The judge denied Mr. Shapiro’s request to stay on the case. Murphy was later diagnosed as schizophrenic and deemed incompetent to stand trial.

Mr. Bowman described Mr. Shapiro as “vehemently anti-death penalty.”

“When you get into a death penalty case with him, that’s really a driving force in the case,” Mr. Bowman said.

Soon after the Murphy case, Mr. Shapiro helped defend Brian P. Regan, the man from Bowie who faced the death penalty on charges that he offered to spy for Iraq, Libya and China. Last spring, Mr. Shapiro convinced a federal jury to give Regan life in prison, instead of death.

In his 29 years as an attorney, Mr. Shapiro lost one client to death row — an experience that reportedly left him unable to return to his practice for several days after his client’s execution.

The client was Wilbert Lee Evans, who was charged and later found guilty of killing an Alexandria sheriff’s deputy in 1981 while trying to escape from jail. Three years later, Evans sided with guards and saved lives during a death-row uprising at Mecklenburg Correctional Center. Evans was executed in 1990.

“I worked on his case for eight years,” Mr. Shapiro told the Virginian-Pilot earlier this month. “A relationship forms. You begin to see that there is no one who doesn’t have some good in them.”

Though best known as one of Mr. Albert’s attorneys, Mr. Greenspun built his reputation as a “go-to guy” on local murder cases.
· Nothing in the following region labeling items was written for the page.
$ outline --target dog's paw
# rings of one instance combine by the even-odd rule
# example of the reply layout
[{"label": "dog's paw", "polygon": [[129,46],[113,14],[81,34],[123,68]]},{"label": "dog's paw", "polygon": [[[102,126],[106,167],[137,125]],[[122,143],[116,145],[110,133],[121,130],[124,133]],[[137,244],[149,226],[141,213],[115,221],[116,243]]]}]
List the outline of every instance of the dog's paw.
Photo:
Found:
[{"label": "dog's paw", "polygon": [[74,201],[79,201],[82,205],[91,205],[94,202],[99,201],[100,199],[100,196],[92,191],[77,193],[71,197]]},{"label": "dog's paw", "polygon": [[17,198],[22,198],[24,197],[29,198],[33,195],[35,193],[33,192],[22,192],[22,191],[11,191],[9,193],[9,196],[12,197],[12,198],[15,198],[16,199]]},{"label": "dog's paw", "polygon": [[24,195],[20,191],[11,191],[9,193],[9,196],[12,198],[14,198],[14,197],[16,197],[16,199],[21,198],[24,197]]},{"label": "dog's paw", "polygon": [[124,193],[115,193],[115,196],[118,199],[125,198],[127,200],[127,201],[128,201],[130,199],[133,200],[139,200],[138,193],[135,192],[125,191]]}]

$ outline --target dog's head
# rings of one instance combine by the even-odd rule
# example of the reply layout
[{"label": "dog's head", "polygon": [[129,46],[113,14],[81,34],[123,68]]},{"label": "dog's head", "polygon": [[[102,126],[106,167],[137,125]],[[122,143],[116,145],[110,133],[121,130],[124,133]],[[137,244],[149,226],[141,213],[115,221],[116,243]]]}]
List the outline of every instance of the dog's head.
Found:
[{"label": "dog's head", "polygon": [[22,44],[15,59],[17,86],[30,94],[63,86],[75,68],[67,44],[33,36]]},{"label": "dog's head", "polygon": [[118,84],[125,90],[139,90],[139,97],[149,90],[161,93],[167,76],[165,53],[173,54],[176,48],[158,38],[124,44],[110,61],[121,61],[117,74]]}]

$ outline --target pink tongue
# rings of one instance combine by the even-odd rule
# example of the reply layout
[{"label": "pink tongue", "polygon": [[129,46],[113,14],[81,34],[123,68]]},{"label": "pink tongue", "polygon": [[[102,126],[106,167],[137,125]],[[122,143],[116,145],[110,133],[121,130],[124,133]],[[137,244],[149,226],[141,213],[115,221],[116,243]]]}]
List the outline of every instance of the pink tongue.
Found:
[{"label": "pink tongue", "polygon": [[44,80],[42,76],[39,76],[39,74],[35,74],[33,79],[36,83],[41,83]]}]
When the Washingtonian magazine listed Mr. Greenspun as one of the region’s top 75 lawyers in 2002, the publication noted, “He often wins the unwinnable. … There aren’t many high-profile Virginia cases in which Greenspun, a master of his craft, hasn’t been involved.”

Mr. Albert’s trial concluded after the sportscaster pleaded guilty to a misdemeanor assault charge. He received no jail time and had the conviction cleared from his record.
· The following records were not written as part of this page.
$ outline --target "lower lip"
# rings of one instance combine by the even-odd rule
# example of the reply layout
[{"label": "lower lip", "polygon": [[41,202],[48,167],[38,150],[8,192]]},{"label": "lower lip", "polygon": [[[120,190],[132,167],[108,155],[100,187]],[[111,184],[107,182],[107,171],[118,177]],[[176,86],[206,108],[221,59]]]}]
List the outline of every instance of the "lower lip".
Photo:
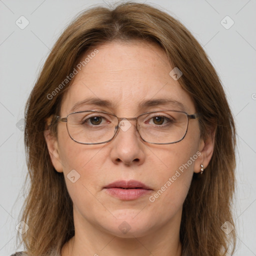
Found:
[{"label": "lower lip", "polygon": [[124,189],[117,188],[105,188],[108,194],[122,200],[136,199],[142,196],[149,194],[152,190],[144,188]]}]

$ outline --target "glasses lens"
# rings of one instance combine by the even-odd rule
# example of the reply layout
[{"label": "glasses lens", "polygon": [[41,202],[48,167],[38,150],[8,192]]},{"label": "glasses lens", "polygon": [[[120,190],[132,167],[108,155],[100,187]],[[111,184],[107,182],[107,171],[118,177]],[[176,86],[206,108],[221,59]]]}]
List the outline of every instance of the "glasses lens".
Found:
[{"label": "glasses lens", "polygon": [[109,140],[114,135],[118,120],[102,112],[72,113],[68,116],[67,128],[70,137],[76,142],[91,144]]},{"label": "glasses lens", "polygon": [[138,118],[138,130],[142,138],[152,143],[170,144],[179,142],[186,135],[186,114],[176,111],[162,111],[144,114]]}]

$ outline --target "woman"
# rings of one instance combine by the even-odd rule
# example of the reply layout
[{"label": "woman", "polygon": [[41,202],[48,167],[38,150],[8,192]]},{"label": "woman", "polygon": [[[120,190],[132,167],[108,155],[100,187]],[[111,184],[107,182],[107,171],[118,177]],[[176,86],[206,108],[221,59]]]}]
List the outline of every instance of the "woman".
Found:
[{"label": "woman", "polygon": [[232,116],[206,54],[168,14],[83,12],[26,121],[22,255],[232,254]]}]

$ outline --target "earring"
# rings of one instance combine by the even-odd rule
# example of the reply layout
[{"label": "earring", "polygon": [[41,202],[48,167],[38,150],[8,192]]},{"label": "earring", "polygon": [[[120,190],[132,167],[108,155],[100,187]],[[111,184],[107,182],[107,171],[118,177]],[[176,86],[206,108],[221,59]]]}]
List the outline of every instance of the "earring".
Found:
[{"label": "earring", "polygon": [[202,164],[200,164],[200,166],[201,167],[201,168],[200,169],[201,174],[202,174],[202,172],[204,172],[204,166]]}]

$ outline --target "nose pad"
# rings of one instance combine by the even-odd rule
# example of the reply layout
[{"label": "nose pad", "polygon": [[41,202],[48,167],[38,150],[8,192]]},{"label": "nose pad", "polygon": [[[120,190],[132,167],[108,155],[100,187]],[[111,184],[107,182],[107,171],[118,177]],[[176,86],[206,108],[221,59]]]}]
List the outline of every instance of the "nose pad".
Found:
[{"label": "nose pad", "polygon": [[126,132],[132,126],[132,124],[126,118],[122,120],[118,124],[118,127],[123,132]]}]

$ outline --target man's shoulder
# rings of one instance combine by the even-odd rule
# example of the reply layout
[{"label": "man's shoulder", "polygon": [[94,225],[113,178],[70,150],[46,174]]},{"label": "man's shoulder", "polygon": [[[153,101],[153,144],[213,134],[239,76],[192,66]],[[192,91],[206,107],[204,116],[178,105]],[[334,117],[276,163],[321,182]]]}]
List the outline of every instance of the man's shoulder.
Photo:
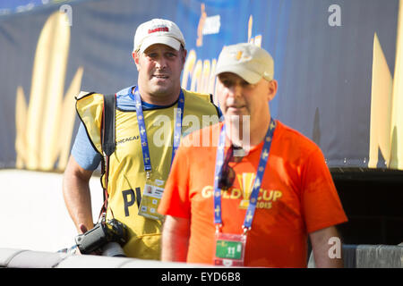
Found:
[{"label": "man's shoulder", "polygon": [[218,122],[196,130],[185,135],[181,141],[181,145],[190,148],[194,147],[217,147],[222,124],[222,122]]}]

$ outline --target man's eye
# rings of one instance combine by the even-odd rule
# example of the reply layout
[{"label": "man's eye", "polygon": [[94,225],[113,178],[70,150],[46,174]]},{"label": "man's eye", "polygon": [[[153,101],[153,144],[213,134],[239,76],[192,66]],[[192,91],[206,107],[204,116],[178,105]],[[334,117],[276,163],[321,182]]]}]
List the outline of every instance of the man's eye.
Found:
[{"label": "man's eye", "polygon": [[242,86],[243,88],[252,88],[254,87],[253,84],[251,84],[251,83],[249,83],[249,82],[247,82],[247,81],[244,81],[244,80],[241,82],[241,86]]},{"label": "man's eye", "polygon": [[155,58],[157,57],[157,53],[150,53],[147,55],[148,57]]},{"label": "man's eye", "polygon": [[227,88],[231,87],[234,84],[231,80],[222,80],[221,82]]}]

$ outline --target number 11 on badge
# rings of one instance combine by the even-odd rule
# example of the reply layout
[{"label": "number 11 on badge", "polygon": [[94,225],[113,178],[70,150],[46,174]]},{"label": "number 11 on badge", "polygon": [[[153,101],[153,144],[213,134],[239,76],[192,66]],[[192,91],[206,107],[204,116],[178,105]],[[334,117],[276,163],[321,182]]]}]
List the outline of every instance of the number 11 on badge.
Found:
[{"label": "number 11 on badge", "polygon": [[245,244],[245,235],[217,233],[214,265],[243,266]]}]

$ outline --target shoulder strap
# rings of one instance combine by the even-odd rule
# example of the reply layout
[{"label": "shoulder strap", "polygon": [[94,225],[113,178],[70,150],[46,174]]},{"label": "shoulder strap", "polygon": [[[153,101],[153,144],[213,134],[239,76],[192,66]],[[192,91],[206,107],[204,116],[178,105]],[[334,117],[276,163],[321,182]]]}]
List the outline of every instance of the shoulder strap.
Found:
[{"label": "shoulder strap", "polygon": [[[104,204],[101,207],[99,220],[101,218],[103,214],[107,213],[107,181],[109,177],[109,156],[115,151],[115,114],[116,114],[116,95],[104,95],[104,107],[102,114],[102,127],[101,127],[101,145],[102,151],[105,157],[102,161],[102,174],[105,176],[105,186],[104,189]],[[112,210],[111,210],[112,211]],[[112,213],[113,215],[113,213]]]},{"label": "shoulder strap", "polygon": [[116,97],[104,95],[104,114],[102,122],[102,150],[109,156],[115,151],[115,114]]}]

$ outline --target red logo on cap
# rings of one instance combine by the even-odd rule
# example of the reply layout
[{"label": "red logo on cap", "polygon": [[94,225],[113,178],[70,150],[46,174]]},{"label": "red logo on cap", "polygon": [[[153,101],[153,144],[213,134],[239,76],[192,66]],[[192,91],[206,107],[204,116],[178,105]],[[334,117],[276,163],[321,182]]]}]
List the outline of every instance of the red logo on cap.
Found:
[{"label": "red logo on cap", "polygon": [[159,27],[159,28],[152,29],[150,29],[149,34],[155,33],[155,32],[168,32],[168,31],[169,31],[169,29],[167,27]]}]

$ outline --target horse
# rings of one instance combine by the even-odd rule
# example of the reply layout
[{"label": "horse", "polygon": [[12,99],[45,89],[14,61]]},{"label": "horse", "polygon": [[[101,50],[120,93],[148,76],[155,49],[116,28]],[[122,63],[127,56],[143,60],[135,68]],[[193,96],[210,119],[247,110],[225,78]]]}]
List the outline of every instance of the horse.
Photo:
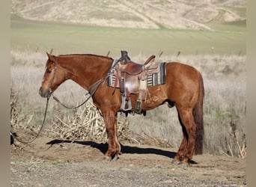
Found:
[{"label": "horse", "polygon": [[[71,79],[91,95],[94,105],[103,115],[109,147],[104,159],[116,160],[121,153],[118,138],[118,113],[121,112],[121,91],[106,83],[114,59],[93,54],[54,55],[47,53],[45,73],[39,94],[49,98],[64,82]],[[175,106],[182,127],[183,140],[173,158],[178,164],[189,165],[193,155],[203,153],[204,88],[201,74],[195,67],[180,62],[168,62],[165,84],[148,88],[150,99],[142,103],[142,110],[153,109],[164,103]],[[131,94],[131,111],[138,94]]]}]

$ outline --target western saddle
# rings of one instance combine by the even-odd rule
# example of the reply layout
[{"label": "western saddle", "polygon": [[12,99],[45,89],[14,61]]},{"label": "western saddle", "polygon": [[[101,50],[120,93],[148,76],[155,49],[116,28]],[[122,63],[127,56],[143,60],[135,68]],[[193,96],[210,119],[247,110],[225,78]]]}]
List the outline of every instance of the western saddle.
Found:
[{"label": "western saddle", "polygon": [[142,101],[145,100],[147,91],[147,75],[157,73],[159,63],[155,63],[155,55],[151,55],[144,64],[133,62],[127,52],[121,51],[121,57],[115,65],[115,88],[120,88],[121,93],[122,111],[132,110],[131,94],[138,94],[135,106],[135,112],[141,114]]}]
A former president of the Fairfax Bar Association, Mr. Greenspun also is well-known for his defense of Caleb D. Hughes, a groundskeeper from Prince William County who in 1989 was charged with abducting 5-year-old Melissa Lee Brannen of Lorton. Mr. Greenspun tried his best to represent Hughes, even calling FBI hair-and-fiber expert Douglas Deedrick, who five years later was called to testify in the O.J. Simpson case.

In 1991, Hughes was sentenced to 50 years in state prison. Melissa has not yet been found.

Mr. Shapiro and Mr. Greenspun have been assigned to work together before. Last year, they were asked to defend Edward Y. Chen of Fairfax, accused of killing his parents and his older brother in 1995.

Last December, the lawyers averted a trial and worked out a 36-year prison sentence for Chen, who admitted to shooting his family members and leaving their bodies in the family’s home for nearly four years. Chen, 27, could have faced three life prison terms.